Liseth Reyes, licenciada en biología del equipo social de la Subdirección Técnica Operativa, visitó el parque para invitar a los residentes y trabajadores aledaños. Gmóvil SAS, operador privado del Sistema Integrado de Transporte Público de Bogotá, estuvo bastante interesado.
“Esta empresa, que funciona en el patio de TransMilenio, aceptó participar en la jornada de replante con algunos de sus trabajadores. Varios habitantes de la zona también manifestaron su interés por ayudar a renaturalizar el parque”.
El pasado miércoles 22 de abril, fecha en la que se conmemora el Día de la Tierra, cerca de 30 ciudadanos, entre personal de Gmóvil SAS y residentes de los conjuntos de apartamentos, llegaron a Villa del Pinar para fortalecer su verde.
Las dos profesionales del Jardín Botánico los reunieron en un sector del parque para explicarles el paso a paso de las plantaciones que realiza la entidad en las áreas urbanas de la ciudad. Un roble, una especie nativa del bosque altoandino, sirvió de ejemplo.
“Nuestros operarios se encargan de la actividad más dura: retirar una gran cantidad de escombros para abrir huecos de un metro cúbico de profundidad. Hoy ustedes nos van a ayudar a aplicar el hidroretenedor y la tierra abonada para que estos árboles crezcan hermosos”.

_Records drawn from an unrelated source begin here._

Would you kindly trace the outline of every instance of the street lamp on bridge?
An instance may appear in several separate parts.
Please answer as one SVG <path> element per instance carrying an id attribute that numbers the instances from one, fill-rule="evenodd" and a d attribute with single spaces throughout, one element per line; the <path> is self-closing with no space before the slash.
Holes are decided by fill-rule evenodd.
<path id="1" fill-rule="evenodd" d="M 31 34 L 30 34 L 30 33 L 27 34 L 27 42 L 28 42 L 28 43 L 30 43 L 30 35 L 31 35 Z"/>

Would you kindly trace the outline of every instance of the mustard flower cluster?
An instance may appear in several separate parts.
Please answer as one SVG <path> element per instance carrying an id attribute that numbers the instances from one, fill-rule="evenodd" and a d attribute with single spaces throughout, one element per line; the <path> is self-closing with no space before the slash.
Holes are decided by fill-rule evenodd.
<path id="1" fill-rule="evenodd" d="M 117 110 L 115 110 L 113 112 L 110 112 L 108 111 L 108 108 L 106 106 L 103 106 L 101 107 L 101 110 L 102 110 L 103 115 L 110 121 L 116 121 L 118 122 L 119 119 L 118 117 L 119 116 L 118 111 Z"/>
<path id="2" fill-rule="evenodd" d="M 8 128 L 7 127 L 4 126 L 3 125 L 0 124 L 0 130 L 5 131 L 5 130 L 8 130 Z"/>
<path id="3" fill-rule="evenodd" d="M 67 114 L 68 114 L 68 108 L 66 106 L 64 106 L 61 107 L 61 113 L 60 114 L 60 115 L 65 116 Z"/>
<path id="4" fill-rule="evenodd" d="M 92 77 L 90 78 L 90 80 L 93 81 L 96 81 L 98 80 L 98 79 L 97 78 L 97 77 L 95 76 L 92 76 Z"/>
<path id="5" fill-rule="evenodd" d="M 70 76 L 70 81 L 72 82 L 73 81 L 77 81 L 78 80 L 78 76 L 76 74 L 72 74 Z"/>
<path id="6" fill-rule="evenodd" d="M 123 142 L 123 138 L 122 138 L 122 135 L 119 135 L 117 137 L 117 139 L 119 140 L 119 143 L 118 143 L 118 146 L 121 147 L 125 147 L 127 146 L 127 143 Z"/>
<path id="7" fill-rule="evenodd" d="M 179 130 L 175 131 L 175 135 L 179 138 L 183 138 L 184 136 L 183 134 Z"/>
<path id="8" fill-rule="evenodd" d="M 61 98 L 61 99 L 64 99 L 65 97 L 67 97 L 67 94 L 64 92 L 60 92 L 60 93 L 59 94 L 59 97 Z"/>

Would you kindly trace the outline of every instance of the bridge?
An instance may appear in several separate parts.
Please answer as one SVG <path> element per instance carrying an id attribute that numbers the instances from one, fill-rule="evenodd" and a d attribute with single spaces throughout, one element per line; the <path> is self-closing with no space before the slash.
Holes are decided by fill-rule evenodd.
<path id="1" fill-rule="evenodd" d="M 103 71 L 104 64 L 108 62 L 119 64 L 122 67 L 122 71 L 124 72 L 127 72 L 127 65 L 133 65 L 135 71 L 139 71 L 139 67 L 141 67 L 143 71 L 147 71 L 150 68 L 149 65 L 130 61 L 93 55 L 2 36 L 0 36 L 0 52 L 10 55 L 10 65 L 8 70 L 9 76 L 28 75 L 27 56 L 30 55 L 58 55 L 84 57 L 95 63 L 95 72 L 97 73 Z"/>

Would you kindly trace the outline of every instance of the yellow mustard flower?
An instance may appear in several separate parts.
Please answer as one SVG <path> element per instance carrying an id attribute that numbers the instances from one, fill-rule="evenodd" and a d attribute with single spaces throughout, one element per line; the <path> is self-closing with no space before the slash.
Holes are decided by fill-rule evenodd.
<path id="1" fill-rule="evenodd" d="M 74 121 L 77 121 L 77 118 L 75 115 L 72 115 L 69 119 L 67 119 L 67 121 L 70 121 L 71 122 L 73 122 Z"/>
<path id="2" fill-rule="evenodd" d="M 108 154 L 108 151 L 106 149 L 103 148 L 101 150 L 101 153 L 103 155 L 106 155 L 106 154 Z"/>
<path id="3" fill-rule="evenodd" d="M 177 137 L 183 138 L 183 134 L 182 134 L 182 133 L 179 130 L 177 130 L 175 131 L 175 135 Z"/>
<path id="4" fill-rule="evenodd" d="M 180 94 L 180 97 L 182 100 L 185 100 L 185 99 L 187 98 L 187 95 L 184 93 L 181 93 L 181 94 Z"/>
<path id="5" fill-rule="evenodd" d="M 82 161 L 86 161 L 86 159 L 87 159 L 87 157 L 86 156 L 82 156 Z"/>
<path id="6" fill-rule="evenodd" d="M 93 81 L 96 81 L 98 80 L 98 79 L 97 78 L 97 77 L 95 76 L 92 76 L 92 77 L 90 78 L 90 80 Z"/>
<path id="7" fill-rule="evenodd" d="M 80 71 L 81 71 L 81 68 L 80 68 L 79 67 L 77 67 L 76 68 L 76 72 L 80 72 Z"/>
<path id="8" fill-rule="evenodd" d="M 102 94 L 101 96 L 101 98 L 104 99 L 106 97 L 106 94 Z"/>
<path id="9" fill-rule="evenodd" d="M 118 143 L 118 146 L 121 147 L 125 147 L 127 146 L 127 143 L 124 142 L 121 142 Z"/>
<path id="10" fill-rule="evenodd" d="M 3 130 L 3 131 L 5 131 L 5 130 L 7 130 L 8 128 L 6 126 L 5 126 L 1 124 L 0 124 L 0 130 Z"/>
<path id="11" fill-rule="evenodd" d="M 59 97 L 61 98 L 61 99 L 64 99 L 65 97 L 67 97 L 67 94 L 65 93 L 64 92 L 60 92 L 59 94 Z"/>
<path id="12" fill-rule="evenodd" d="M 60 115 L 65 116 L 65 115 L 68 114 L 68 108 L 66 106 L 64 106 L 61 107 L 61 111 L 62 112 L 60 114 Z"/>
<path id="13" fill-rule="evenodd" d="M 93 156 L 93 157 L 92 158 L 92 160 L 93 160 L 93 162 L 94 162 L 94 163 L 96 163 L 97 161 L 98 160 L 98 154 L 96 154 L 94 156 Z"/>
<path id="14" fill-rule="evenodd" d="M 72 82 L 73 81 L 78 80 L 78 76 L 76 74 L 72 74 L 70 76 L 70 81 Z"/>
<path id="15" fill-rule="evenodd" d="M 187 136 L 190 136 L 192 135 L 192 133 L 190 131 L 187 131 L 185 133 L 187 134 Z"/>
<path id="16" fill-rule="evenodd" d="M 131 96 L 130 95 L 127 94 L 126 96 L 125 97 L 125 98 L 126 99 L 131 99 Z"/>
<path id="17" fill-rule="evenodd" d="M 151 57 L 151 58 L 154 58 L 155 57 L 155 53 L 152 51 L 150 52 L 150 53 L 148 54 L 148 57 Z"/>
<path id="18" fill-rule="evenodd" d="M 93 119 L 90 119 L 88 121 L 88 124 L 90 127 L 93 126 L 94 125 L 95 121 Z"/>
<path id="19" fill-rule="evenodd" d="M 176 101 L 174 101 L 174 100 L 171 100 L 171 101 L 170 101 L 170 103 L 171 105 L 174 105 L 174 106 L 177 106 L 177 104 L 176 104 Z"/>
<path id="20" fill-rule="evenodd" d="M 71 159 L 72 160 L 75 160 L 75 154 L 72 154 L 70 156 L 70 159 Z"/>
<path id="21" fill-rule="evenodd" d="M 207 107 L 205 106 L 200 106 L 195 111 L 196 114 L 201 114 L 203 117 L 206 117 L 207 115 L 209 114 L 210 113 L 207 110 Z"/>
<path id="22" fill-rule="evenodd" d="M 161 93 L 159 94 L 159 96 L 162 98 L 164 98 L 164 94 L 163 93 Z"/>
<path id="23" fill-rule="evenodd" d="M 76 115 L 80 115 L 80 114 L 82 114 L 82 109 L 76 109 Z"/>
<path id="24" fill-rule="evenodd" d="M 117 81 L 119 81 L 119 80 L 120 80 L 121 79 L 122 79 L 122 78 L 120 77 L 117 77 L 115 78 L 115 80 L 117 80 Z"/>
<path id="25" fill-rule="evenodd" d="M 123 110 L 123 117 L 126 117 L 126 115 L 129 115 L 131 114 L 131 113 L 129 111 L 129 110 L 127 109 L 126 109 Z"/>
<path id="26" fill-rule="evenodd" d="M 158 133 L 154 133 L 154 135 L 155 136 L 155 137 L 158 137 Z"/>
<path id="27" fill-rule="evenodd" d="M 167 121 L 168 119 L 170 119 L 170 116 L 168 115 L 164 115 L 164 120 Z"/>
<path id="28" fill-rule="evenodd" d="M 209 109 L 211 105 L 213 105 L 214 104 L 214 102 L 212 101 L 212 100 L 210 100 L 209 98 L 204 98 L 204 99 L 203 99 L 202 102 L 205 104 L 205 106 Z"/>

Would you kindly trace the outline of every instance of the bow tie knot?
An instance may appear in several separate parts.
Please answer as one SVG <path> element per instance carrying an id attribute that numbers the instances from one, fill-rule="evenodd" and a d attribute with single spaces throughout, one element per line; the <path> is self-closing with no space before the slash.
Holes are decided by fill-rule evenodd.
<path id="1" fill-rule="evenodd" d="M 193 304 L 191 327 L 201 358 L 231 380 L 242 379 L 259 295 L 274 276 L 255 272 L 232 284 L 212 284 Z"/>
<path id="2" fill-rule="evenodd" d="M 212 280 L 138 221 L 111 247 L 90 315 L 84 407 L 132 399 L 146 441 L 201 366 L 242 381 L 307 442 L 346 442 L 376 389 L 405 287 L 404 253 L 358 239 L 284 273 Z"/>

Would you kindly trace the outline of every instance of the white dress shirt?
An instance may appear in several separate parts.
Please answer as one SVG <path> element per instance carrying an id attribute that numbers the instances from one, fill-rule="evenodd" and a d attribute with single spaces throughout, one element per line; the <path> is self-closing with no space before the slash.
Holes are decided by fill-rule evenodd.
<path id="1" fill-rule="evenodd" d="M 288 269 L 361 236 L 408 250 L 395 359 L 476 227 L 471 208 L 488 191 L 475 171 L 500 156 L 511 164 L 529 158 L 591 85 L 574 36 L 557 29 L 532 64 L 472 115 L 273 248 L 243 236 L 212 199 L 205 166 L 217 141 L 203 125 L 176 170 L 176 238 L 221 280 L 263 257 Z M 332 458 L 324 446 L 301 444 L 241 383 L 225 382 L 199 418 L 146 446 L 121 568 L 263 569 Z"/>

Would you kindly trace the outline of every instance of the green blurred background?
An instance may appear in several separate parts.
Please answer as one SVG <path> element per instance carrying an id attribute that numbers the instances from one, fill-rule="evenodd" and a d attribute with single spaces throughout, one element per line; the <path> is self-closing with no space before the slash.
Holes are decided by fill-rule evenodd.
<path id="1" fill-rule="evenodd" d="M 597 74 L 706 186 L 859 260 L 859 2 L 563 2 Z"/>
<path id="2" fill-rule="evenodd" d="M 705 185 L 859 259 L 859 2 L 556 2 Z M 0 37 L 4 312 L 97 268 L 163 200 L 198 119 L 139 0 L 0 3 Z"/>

Luego de aprender sobre la técnica de plantación y algunas generalidades de las 12 especies que iban a renaturalizar el parque, los residentes y trabajadores de Gmóvil se distribuyeron en varios grupos para replantar los 26 árboles y arbustos.
Míriam Heredia, una adulta mayor y habitante de Ferrocaja, barrio ubicado al frente del parque, cumplió el sueño de plantar un árbol. “Apadriné un mangle de tierra fría, un tesoro que va a purificar el aire y les brindará refugio y alimento a las aves que viven en el humedal Capellanía”.
Augusto Chávez, que hizo amistad con Míriam durante la jornada de replante, también se convirtió en guardián del arbolado de Villa del Pinar, un parque que visita a diario para caminar, trotar o escuchar las melodías de las aves.
“Plantar árboles es lo mejor que podemos hacer para honrar a la madre Tierra. Espero que los ciudadanos que visitan este parque cuiden los nuevos tesoros que hoy recibimos por parte del JBB; yo regaré los que ayudé a plantar cada tres días”.
Los trabajadores de Gmóvil SAS que participaron en el replante, también se convirtieron en padrinos del arbolado joven. “Plantarlos es apenas el inicio. Como somos vecinos del parque, los vamos a regar cada vez que los veamos secos”.